[R] Depth-first pruning transfers: GPT-2 → TinyLlama with stable gains and minimal loss
New method removes specific transformer layers instead of shrinking all, creating smaller, faster models.
A new pruning technique called depth-first pruning is challenging conventional model compression approaches by selectively removing entire transformer layers rather than uniformly shrinking model dimensions. Developed through experimentation on GPT-2 and validated on TinyLlama 1.1B with full 3-seed replication, the method identifies and removes the least important layers based on sensitivity analysis. Results show removing 8-12% of layers (going from 22 to 19-20 layers) increases perplexity by only 6-8% while maintaining extremely stable performance (±0.01 PPL variance across seeds).
What makes this approach particularly valuable is its transferability across different model architectures—working effectively on both GPT-2 and Llama-family models—and its practical benefits beyond mere parameter reduction. Unlike traditional width pruning that degrades all layers uniformly, depth-first pruning preserves the most useful structural components while eliminating redundant computation. This produces real inference speedups rather than just theoretical parameter savings, making it a clean, reproducible efficiency method that could reshape how we approach model optimization.

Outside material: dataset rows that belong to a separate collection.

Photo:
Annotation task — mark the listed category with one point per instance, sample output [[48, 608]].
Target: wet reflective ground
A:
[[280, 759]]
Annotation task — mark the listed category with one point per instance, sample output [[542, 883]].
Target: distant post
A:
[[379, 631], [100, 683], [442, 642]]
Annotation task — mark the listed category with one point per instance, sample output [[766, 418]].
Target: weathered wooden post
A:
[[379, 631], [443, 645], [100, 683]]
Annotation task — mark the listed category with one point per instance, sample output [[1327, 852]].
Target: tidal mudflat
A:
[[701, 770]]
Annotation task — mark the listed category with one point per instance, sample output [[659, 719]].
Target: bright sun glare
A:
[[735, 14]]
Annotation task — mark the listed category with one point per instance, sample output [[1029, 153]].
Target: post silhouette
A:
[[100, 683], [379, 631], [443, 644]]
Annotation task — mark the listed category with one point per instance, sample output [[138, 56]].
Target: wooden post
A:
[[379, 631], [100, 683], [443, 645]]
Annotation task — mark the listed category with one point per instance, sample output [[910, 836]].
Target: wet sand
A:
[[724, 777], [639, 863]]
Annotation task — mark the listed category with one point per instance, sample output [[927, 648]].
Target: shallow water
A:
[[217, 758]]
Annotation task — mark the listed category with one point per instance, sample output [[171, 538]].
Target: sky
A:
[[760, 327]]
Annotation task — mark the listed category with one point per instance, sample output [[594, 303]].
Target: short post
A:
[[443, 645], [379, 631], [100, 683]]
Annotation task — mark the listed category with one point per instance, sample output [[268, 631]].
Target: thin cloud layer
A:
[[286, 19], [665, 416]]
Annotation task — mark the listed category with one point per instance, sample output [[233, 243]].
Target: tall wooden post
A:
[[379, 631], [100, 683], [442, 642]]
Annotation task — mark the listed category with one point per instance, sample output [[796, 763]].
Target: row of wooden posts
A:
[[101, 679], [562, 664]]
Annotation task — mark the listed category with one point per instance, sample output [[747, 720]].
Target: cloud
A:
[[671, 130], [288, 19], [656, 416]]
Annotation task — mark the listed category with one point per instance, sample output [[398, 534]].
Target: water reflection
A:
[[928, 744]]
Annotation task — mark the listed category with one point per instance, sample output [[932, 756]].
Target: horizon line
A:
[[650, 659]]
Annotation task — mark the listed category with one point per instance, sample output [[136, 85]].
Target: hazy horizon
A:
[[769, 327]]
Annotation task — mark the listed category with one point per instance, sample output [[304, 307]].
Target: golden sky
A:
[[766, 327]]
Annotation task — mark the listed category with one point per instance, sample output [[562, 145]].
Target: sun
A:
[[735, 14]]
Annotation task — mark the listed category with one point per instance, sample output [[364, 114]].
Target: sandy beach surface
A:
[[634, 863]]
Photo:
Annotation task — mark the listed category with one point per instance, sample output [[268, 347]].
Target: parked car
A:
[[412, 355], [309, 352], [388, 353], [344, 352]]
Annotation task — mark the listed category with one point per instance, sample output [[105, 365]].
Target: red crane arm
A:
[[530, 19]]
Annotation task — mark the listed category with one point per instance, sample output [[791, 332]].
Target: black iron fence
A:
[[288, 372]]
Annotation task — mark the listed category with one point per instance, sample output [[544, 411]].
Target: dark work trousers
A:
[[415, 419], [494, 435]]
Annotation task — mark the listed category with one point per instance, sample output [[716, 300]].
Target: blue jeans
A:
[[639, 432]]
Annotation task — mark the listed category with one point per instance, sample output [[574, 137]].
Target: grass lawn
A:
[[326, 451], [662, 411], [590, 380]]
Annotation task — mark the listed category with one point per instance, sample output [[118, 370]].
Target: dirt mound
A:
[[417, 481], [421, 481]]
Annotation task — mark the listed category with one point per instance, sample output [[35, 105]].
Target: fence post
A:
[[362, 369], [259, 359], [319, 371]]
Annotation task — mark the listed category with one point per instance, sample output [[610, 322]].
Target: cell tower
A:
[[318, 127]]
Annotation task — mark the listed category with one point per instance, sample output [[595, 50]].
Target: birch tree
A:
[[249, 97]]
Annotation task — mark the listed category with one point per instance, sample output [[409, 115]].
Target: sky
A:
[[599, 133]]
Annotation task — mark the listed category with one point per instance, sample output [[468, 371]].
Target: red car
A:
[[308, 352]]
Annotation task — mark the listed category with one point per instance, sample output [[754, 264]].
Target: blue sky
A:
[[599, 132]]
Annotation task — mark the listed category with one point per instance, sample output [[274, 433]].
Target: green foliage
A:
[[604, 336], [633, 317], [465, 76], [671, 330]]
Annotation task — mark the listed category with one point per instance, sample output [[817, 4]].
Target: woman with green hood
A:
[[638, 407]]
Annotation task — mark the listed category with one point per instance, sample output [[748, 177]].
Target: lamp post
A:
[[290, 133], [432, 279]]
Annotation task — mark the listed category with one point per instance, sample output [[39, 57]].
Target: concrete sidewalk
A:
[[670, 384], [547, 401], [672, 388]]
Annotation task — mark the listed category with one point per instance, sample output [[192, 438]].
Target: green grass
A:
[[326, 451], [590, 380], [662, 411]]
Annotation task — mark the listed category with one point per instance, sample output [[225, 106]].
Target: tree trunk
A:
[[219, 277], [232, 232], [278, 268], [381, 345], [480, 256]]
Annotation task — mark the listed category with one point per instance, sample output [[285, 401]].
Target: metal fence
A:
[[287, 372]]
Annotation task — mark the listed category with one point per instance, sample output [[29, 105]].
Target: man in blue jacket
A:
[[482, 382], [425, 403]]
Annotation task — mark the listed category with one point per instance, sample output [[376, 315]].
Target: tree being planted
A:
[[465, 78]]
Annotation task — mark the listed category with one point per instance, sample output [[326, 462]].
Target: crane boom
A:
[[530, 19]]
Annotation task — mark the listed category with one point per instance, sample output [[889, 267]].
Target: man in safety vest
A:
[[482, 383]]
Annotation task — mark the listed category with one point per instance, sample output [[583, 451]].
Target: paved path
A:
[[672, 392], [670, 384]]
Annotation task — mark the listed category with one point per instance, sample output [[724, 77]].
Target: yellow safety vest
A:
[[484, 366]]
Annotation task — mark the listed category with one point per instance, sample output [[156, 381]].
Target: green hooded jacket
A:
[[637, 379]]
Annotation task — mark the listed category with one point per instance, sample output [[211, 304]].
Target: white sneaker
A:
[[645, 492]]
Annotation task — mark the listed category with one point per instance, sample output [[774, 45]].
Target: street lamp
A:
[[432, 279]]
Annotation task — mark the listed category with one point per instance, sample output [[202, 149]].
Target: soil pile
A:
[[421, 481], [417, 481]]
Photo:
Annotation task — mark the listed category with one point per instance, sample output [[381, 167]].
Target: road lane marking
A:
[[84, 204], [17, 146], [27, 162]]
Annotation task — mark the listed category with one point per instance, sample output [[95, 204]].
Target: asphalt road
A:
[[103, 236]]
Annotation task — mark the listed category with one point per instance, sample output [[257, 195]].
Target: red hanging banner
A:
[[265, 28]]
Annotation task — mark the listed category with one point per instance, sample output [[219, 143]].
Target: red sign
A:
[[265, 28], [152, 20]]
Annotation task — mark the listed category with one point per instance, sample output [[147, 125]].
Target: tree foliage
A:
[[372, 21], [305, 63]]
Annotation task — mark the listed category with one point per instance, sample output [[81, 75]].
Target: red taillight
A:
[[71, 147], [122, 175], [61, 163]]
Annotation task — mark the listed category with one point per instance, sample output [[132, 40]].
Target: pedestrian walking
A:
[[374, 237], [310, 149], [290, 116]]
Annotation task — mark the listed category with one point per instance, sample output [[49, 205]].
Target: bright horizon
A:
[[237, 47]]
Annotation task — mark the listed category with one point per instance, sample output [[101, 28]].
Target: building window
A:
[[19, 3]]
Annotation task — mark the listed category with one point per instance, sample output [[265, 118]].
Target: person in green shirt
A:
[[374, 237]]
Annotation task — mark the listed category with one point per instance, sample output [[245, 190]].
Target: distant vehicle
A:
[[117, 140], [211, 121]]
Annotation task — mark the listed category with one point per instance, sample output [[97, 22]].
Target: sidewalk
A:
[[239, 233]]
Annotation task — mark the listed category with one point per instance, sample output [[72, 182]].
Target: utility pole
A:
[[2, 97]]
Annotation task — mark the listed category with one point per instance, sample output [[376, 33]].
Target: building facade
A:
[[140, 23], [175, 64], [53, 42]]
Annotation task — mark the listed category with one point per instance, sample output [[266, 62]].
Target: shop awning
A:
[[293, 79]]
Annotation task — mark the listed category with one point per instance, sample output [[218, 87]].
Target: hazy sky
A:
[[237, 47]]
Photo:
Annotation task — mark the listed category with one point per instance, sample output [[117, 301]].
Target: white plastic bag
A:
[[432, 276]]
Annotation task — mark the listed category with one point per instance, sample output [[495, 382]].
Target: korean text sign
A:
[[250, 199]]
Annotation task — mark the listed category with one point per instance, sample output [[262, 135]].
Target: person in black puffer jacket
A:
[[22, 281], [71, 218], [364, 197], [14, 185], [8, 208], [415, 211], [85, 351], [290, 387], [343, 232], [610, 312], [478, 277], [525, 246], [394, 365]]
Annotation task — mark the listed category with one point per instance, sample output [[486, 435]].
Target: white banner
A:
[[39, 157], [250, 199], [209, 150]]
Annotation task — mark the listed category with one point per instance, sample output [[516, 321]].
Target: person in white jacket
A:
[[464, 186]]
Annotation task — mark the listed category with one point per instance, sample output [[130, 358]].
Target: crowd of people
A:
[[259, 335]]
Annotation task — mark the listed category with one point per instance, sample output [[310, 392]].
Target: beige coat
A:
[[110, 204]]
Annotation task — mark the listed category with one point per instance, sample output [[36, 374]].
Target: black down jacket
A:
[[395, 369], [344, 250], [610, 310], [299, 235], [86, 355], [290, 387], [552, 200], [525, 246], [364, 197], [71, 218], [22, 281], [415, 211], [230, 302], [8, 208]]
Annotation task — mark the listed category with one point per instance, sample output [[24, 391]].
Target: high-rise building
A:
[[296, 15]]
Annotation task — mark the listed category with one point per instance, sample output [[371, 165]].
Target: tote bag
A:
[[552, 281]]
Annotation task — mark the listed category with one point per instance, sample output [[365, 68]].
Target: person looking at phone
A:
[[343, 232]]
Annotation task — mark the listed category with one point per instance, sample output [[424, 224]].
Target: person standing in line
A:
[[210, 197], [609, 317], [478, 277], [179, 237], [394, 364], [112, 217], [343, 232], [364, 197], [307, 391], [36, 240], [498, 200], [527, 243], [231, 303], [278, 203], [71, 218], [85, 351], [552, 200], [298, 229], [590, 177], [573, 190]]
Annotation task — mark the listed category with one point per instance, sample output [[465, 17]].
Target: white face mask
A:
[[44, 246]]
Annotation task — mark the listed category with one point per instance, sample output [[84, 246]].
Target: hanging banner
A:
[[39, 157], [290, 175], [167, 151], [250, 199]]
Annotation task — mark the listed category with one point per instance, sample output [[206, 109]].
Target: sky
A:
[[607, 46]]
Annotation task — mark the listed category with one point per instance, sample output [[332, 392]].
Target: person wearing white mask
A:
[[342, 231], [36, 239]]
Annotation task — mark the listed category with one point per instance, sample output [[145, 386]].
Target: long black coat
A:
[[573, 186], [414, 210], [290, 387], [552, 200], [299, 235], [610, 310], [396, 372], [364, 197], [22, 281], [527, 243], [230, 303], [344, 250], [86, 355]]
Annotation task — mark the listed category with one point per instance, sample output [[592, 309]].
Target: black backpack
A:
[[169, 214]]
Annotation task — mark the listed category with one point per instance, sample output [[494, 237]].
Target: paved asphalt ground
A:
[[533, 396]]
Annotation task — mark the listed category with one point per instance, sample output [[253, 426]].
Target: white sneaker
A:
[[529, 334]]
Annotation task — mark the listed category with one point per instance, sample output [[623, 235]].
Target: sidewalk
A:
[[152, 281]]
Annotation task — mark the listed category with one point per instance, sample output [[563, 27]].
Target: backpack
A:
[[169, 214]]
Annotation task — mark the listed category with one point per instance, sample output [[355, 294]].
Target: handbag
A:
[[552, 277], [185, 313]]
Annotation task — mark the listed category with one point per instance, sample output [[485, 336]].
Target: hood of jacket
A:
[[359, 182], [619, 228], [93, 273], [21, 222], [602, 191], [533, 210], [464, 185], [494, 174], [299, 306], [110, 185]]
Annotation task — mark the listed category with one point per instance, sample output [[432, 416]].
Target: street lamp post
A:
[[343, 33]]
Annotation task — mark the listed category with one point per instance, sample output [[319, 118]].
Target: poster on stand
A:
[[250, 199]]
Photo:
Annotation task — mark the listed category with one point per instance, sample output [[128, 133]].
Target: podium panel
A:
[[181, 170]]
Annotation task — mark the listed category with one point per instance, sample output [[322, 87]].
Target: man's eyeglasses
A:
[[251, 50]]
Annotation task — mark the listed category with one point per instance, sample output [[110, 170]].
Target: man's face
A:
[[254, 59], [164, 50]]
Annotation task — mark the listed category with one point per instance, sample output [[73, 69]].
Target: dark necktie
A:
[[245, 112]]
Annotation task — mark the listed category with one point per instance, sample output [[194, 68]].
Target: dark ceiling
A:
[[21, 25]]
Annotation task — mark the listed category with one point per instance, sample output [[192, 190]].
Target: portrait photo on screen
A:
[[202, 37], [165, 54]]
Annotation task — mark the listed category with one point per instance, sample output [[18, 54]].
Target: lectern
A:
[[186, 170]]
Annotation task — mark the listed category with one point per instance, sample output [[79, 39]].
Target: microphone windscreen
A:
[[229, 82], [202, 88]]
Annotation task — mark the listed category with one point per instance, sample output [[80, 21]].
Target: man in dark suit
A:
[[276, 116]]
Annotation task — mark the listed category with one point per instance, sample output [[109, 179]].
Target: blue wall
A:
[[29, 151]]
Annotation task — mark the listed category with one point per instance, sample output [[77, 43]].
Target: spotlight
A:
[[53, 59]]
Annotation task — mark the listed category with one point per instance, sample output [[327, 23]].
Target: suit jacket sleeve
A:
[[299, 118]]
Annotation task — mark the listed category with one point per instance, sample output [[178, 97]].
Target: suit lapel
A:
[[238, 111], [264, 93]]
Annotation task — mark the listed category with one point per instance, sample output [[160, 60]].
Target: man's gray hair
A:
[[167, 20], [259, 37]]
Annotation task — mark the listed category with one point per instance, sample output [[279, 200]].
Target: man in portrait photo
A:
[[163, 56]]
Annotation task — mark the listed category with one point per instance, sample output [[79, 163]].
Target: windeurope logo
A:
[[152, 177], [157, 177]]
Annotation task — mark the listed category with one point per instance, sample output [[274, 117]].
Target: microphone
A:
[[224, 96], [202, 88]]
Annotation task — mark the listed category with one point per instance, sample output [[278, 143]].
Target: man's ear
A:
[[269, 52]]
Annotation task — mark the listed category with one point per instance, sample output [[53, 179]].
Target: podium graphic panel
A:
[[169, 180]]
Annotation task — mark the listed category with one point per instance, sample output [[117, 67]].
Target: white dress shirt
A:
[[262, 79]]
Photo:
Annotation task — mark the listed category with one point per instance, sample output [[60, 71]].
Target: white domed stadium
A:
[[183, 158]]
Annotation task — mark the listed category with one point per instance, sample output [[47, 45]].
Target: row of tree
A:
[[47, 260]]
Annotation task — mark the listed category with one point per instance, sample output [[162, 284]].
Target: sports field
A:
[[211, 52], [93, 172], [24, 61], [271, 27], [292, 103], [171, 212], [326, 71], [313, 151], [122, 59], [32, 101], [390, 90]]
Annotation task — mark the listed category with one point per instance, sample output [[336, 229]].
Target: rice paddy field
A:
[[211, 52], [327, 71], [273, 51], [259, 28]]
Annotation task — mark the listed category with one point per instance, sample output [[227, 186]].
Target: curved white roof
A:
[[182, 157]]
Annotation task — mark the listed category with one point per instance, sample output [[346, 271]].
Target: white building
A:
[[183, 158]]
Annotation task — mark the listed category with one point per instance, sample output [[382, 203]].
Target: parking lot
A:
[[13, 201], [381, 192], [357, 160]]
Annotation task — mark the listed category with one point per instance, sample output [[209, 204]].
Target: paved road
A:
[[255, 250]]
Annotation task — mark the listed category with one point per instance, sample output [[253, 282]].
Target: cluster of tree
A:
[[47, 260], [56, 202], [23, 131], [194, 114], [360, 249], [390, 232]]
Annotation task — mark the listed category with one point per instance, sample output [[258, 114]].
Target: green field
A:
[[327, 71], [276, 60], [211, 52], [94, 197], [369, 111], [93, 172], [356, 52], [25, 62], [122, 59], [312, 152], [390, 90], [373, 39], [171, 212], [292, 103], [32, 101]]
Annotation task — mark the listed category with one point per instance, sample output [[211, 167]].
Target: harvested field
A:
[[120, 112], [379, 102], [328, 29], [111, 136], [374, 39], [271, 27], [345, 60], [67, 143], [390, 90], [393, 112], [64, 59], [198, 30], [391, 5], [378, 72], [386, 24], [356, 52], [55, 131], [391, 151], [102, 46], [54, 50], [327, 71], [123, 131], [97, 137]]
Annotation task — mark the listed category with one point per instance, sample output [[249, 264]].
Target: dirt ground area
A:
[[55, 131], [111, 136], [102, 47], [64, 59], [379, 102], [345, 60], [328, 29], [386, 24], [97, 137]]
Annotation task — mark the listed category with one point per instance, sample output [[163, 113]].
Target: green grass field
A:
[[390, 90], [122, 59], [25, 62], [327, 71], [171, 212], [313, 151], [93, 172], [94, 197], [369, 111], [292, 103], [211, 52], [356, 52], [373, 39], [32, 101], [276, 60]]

The technique represents a shift from "make every layer smaller" to "remove the layers that matter least," emphasizing structural efficiency over uniform scaling. While not claiming state-of-the-art status or introducing a new architecture, the method demonstrates that not all transformer layers contribute equally to model performance. This insight could lead to more efficient model discovery and deployment strategies, particularly valuable for memory-constrained applications where every percentage of size reduction matters.
- Removes 8-12% of transformer layers with only 6-8% quality degradation
- Transfers across architectures (GPT-2 → TinyLlama) with ±0.01 PPL variance
- Produces real inference speedups, not just parameter savings
Why It Matters
Enables deployment of smaller, faster AI models with minimal quality loss, reducing computational costs for real-world applications.